I was familiar with some of the poetry of John Donne but , unaware of what shaped some of this brilliant writing. He lived myriad lives – a religious outsider, a celebrity preacher, a social disaster, but also an establishment darling. Donne, Rundell shows us was never just one thing ( and which us is …..) for this man was a lawyer, a sea adventurer, a priest and the dean of Saint Pauls. In this energy and life and chaos emerged a fluency of articulation of life and death that has made him into one of the greatest architects of love poetry in the English language.
Rundell opens up her biography of John Donne by reflecting on what is called Lothian portrait (above) by an unknown artist in about 1595. Above all she argues,
‘ he saw both of the chaos and potential of us. We are, he believed, creatures, born, transformable. He knew of transformation into misery…. Transformation of himself from failure and penury, to recognition within his lifetime as one of the finest minds of his age…… Amid all Donnes, reinventions, there was a constant running through his life and work: he remained steadfast in his belief that we, humans, are once a catastrophe and a miracle’ (pp4-5)
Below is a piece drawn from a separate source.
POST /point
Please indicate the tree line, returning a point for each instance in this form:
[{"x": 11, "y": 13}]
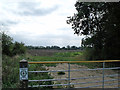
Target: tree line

Throughout the chapters, we learn how body and imagination are meshed together – how inseparable the soul is from the body, and how we should always struggle to the bestow physicality on the abstract. Part of the brilliance of his poetry and writing emerged out of his own struggle with his frail and diseased body. Out of vulnerability and pain, emerge passion, desire, love, hope, pain, despair, and an extraordinary ‘musical duet’ between perfection and imperfection. Eternity, in its particular manifestation, as infinity, undergirds the deftness and skill of his work.
Read at a time when social media offers a daily reminder of the complexity of views and conflicts ( particularly in the Church of England) on human identity and the boundaries around lifestyle and sexual expression – it is hard not to wonder what John Donne would have made of our debates and conflicts in an age when religion is in sharp decline.
What are we to say about eternity? Where is God within the interplay between sex and death? How do we capture John Donnes vision which is at the same time powerful eloquent, and strange?What are our languages of truth ? Perhaps poetry and some ‘spiritual deep diving’ might help us live with these contradictions and paradoxes?
One interviewer commented that Rundell brings the Renaissance poet to life, as if he were still with us. I think this captures the magic and sheer brilliance of these chapters. She does not underestimate the complexity of some of his poetry, which is frankly, quite difficult in places to comprehend. However there is a promise that if we focus and give the words care and attention and a degree of intellectual strain, there is the possibility that in return, like cracking a safe, there is gold inside.
It is perhaps with a treasure of honesty, goodness, imagination we should face the moments day and its perplexities. We surely need a skilful, but accessible use of words and images that might describe the moment? How might we seek to illuminate, deepen and enlarge our understanding of time and place and the particular predicaments in 2023.
Donne may well have helped us to name the particular contradictions of pandemic and explored the spiritual hunger that pervades below the surfaces of our anxiety.
So – back to the front cover and those adjectives – they are as I hope will have been made clear – well deserved. This is one of the best books to have excited my imagination of some time. Thank you Katherine Rundell for the adventure, your learning and passion for this man and his poetry.